Archive for March, 2011

Re-discovered Steamers

Monday, March 28th, 2011

My comparison of The Lytle-Holdcamper List and the BM Laughlin Book of steamers built at Pittsburgh from 1811-1904 is hereby duly declared complete.  Each steamer named by BM Laughlin was searched for in The Lytle-Holdcamper List.  The comparison was conducted through the years 1811- 1840 or, by another measure, five-hundred-fifteen (515) steamboats.  The comparison has been terminated because there were no differences found in either year 1839 or 1840.  By my count, forty two (42) steamboats have been re-discovered.  Those steamboats, not listed in The Lytle-Holdcamper List, can be accessed from The BM Laughlin Rediscovered Steamboats

My search arguments in developing this report were quite generous.  As long a steamboat was listed within plus or minus two years of the BM Laughlin build date with the same name or close to the same name and built in Pittsburgh or the Pittsburgh region, a match was declared.  The rate of difference between the two lists through 1840 was still 8.16%. 

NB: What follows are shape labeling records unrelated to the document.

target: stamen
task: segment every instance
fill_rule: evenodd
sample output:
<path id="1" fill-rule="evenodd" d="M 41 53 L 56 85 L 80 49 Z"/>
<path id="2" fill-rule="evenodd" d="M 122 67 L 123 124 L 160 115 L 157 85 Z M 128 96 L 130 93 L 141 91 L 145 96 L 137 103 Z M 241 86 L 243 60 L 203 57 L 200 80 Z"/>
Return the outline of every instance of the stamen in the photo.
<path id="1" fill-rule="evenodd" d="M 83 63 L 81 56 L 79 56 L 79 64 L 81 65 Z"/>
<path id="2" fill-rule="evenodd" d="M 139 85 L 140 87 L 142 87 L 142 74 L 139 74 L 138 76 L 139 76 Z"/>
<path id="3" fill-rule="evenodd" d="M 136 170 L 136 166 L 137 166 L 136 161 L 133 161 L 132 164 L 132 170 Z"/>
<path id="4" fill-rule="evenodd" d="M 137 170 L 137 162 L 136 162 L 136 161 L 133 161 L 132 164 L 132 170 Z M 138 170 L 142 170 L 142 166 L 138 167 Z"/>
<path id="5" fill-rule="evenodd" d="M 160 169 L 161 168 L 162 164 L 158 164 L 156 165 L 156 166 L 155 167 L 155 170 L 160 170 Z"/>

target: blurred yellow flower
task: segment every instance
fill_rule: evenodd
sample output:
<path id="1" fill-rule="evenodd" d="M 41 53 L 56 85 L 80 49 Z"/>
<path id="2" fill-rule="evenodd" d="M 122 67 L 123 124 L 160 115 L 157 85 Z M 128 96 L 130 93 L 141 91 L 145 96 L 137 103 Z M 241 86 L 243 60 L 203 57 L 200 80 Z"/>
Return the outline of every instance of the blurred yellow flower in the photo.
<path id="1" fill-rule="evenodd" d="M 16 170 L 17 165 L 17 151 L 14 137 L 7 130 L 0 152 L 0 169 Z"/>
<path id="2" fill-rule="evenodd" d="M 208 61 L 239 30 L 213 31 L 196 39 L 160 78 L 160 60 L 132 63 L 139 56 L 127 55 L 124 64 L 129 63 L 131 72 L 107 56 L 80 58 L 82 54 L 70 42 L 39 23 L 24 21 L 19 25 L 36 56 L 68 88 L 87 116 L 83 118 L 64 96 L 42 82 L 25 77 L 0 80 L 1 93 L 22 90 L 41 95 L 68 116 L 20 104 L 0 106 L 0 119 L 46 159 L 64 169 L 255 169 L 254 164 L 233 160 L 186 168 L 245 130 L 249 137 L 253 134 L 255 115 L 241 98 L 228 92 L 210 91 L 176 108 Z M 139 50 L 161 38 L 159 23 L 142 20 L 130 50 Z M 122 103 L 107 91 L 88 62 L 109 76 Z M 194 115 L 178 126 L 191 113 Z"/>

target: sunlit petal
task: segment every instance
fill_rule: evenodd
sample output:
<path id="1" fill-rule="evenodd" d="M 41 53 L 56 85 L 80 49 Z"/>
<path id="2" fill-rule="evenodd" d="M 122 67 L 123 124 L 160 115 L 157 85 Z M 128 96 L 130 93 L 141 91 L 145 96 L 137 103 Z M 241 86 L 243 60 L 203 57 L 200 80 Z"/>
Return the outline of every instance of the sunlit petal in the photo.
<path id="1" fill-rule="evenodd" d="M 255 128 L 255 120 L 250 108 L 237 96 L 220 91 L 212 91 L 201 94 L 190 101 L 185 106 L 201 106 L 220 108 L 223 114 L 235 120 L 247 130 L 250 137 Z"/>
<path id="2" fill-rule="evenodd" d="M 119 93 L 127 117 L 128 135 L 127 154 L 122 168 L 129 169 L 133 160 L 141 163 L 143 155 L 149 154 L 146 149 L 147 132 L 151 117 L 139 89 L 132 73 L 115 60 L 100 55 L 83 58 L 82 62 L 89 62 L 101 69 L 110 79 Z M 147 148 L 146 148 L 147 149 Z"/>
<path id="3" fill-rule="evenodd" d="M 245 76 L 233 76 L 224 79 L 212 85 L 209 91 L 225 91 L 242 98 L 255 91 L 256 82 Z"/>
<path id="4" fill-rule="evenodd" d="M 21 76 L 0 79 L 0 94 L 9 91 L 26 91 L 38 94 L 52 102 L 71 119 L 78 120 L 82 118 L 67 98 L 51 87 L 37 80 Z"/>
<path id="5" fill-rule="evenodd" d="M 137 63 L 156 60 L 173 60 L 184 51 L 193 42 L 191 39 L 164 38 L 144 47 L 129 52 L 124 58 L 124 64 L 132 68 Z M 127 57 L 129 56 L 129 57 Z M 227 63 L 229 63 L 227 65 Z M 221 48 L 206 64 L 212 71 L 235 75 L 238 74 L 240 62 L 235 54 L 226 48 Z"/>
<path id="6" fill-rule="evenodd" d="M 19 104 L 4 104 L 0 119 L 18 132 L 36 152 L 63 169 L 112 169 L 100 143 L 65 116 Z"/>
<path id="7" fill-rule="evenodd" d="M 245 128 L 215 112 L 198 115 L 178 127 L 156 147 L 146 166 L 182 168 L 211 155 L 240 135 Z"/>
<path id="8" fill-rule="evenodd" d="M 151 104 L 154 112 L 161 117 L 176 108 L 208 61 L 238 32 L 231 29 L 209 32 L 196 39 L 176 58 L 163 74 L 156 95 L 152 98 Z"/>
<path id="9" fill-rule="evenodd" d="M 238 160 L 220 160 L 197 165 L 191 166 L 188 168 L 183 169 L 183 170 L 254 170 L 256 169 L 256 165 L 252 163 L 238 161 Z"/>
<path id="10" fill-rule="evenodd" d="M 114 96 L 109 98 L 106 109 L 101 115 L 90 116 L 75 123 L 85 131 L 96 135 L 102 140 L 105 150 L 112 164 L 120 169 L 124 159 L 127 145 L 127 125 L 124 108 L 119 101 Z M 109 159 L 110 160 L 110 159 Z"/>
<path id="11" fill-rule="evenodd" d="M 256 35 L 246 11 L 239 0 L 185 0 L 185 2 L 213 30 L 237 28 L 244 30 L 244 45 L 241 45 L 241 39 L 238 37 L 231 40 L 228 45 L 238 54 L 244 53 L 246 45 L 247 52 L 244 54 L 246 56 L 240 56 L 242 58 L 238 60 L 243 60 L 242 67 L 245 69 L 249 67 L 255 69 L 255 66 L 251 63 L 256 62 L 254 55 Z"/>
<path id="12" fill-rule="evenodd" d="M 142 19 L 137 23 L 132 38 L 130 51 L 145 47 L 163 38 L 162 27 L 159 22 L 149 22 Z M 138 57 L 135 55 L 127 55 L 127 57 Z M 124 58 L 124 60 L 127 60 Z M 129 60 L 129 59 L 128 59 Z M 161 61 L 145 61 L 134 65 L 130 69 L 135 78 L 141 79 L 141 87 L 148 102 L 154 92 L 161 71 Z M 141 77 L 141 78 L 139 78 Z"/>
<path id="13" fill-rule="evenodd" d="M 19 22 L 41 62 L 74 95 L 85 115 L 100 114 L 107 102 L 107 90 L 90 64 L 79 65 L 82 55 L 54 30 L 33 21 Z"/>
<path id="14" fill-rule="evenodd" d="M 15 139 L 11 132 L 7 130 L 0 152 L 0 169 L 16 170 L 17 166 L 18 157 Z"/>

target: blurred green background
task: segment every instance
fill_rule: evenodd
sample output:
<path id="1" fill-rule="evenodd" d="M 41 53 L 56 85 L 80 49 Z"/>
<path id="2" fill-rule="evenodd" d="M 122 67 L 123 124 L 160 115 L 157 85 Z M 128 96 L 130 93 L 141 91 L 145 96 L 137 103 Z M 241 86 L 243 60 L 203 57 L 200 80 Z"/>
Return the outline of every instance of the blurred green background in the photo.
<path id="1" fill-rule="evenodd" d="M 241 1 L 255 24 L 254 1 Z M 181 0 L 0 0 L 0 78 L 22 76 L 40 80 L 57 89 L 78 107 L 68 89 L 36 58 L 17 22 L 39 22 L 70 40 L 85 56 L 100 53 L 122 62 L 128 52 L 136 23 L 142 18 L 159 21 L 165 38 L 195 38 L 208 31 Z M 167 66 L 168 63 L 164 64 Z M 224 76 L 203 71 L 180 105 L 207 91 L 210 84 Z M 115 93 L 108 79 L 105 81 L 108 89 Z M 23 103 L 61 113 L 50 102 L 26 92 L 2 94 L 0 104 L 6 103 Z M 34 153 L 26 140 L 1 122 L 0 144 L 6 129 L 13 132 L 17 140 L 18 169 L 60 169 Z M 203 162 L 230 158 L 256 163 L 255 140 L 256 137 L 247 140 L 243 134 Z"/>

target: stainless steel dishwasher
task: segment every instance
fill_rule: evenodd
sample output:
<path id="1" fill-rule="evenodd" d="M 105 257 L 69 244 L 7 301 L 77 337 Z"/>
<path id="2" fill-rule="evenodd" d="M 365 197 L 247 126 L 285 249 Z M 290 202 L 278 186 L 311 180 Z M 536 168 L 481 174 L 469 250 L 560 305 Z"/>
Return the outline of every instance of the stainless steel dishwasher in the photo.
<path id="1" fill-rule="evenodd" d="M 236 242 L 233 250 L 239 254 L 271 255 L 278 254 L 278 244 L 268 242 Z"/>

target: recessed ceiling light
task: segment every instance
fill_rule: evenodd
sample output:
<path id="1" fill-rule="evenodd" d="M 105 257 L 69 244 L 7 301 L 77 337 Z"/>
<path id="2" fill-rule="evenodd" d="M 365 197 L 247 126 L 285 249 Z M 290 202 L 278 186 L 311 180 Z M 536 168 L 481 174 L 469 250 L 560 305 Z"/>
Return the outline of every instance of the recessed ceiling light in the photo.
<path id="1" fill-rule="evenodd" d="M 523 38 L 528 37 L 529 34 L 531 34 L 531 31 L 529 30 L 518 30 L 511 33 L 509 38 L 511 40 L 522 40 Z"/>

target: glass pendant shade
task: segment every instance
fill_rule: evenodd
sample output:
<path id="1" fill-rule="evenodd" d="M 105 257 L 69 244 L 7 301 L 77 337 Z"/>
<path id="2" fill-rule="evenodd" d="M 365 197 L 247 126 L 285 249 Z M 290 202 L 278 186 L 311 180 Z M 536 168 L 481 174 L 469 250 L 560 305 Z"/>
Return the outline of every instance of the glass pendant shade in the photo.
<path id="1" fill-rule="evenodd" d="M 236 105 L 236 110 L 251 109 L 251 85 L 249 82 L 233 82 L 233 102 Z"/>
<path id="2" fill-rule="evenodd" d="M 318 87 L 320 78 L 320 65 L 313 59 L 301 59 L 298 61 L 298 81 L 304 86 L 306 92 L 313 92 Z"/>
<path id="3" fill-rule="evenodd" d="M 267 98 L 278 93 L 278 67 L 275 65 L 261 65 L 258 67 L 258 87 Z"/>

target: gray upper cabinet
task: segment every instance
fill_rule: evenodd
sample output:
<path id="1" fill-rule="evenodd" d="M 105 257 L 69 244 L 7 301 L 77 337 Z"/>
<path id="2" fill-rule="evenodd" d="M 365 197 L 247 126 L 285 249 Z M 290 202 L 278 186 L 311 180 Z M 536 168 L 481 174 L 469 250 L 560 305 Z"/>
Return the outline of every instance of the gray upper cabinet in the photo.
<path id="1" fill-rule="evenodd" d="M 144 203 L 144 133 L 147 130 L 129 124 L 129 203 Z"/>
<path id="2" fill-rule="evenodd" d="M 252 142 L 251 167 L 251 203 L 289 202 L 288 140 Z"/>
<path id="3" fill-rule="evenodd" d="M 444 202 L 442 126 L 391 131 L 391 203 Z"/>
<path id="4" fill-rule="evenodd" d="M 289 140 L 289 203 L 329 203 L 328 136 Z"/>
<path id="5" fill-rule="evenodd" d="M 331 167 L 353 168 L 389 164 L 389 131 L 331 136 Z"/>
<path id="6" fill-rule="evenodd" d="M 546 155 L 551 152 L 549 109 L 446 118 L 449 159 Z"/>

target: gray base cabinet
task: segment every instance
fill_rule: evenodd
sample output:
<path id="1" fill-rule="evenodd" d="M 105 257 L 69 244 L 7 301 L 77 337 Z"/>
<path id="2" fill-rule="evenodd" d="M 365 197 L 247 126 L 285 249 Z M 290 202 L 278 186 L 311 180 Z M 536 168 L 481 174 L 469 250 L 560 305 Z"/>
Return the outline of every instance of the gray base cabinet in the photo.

Names presented the greatest challenge.  For example, there are twenty (20) steamers named Delaware in The Lytle-Holdcamper List.  BM Laughlin listed two additional Delawares that did not match any of the build dates and/or places of build.  Today there are at least twenty-two steamboats named Delaware


Where spelling and name abbreviations were questionable, I checked a combination of names.  Str Eliza invoked checks on Elizabeth, Lizzie, Lady Elizabeth, etc.  For Str Geo Baynard, I checked “George Baynard”, “George MI Baynard”, “General George Baynard”, etc. 


No doubt, I have missed a few names — omitted some because of inappropriate matches and included some because of failed checks.  The raw data is available to those who can make the time to correct my work.

More Books

Monday, March 21st, 2011

Several books and pamphlets have been added to my suggested reading list.  These books are hard to come by, and some are deemed collectible.

Steamboat ‘Round the Bend

Sunday, March 13th, 2011

I found another interesting book on the history of the Georgetown area.  This book is a collection of articles by James F Mullooly entitled “Steamboat ‘Round the Bend” published by the Fort Vance Historical Society in 1994.  James Mullooly (1914-1979) was a river history buff who wrote articles for local newspapers in the panhandle of WV and western PA.  His column was Steamboat ‘Round the Bend.   


In my boxes of Poe stuff, I have clippings of some of Mullooly’s articles about Georgetown and the steamboat days of the Tri-State region.  Today I read an article from the book, Georgetown Rich in History for River Experts, which caught my attention for two reasons.  First, Mr Mullooly published the recollections of Capt Adam Poe which I so painfully transcribed from a poor copy of his work.


Mr Mullooly also wrote that during the Was of 1812, Georgetown was the site of an important ferry on the Ohio.  This ferry was used by volunteers from Washington, PA and Burgettstown marching north to fight the British.  That I did not know.  I do know that an Adam Poe was a veteran of the War of 1812.  That Adam Poe Jr , I think, was the son of Adam Poe, the famed Indian fighter, and Elizabeth Smith.  I have little information about Adam Poe Jr.  He married Catherine Ann Mower and died in Jul 1840. 


Dawson’s Ferry had been used for years for river crossings into the Northwest Territory before Ohio was officially opened for settlement.  It follows that the same ferry would serve the soldiers of the War of 1812.

Index of Names

Tuesday, March 8th, 2011

An index of all the people identified by Capt Adam Poe in his autobiographical book of river experiences has been loaded for your review.   The page is Index of Names.